I was not about to quibble over the scientific accuracy of the premise. My main worry from the promos was that sending a man back over and over again to the exact same scenario could become highly repetitive and boring. Source Code proved to be the exact opposite!
It provided an edge of the seat thrill of a chase after a bomber who is about to decimate Chicago. Buried with the film were issues relating to the right to die and the eternal conflict between the humane cause of saving lives and inhumane way in which it is often pursued. Captain Colter Stevens (Jake Gyllenhaal) discovers he is a part of a secret Air Force outfit called Beleaguered Castle that runs the Source Code program. This can send a virtual being back in time for 8 minutes (the overlap between the time that neurons are still active in the brain of a dead man and some quantum Physics gobbledygook) to investigate and possibly avert a disaster or accident.

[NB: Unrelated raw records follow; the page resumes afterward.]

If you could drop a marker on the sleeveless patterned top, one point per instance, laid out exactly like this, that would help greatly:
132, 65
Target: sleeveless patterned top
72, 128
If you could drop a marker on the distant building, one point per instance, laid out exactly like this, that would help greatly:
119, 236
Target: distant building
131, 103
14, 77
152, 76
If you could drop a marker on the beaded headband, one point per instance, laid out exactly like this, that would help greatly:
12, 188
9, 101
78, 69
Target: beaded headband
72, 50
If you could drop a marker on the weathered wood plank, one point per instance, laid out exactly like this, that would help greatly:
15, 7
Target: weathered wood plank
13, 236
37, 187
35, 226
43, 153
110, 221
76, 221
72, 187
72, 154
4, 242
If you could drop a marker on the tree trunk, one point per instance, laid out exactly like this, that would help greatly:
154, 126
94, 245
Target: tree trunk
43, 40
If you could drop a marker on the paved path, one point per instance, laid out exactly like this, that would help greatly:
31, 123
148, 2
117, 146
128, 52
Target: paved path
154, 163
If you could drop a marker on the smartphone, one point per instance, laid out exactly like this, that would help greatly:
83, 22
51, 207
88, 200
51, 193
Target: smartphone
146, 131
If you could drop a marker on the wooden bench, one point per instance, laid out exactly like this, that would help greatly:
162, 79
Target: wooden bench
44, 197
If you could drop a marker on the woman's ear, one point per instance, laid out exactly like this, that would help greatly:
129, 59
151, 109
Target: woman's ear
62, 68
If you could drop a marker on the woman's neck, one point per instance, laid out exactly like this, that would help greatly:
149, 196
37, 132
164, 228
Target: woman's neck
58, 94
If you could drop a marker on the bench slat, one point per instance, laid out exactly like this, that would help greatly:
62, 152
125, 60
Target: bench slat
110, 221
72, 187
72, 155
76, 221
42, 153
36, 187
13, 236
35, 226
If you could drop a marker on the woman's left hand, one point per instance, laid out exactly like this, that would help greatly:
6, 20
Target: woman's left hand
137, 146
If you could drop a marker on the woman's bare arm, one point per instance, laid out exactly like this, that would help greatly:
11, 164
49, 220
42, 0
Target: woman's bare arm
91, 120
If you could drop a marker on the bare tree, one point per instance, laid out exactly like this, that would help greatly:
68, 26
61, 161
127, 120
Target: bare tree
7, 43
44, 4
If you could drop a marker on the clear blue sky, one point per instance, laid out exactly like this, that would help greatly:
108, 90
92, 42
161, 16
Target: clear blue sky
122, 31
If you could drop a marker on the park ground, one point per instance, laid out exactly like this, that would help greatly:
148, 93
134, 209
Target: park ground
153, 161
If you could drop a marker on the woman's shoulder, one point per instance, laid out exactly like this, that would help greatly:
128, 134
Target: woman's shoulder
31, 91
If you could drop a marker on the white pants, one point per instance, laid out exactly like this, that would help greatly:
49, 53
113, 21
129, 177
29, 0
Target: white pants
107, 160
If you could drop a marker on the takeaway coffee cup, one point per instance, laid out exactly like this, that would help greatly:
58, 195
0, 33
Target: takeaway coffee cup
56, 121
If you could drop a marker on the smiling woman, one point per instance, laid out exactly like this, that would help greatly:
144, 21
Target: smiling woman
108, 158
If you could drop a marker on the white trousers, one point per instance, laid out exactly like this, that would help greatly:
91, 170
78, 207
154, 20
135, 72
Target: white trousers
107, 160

Capt. Stevens discovers himself on a train sitting opposite a woman Christina ( Michelle Monaghan), and in about 8 minutes the train blows up as it has a bomb on board. Colter finds himself back in a “pod”, being addressed on a TV monitor by Captain Goodwin (Vera Farmiga) and being told what his mission was. He is sent back again and again as he tries to piece together the puzzle of the bombing. Along the way the scene is set most innovatively each time, compressed in time so focus is on the new discoveries that Colter makes. Back in the pod he and Goodwin develop a camaraderie as Colter finds out he may not really be alive after all! The alternate realities that are created with his every visit back to the train end in explosive finales with all concerned dying. His penultimate trip is most interesting and sets up the stage for his getting a chance to create an alternate reality as his real self is terminated.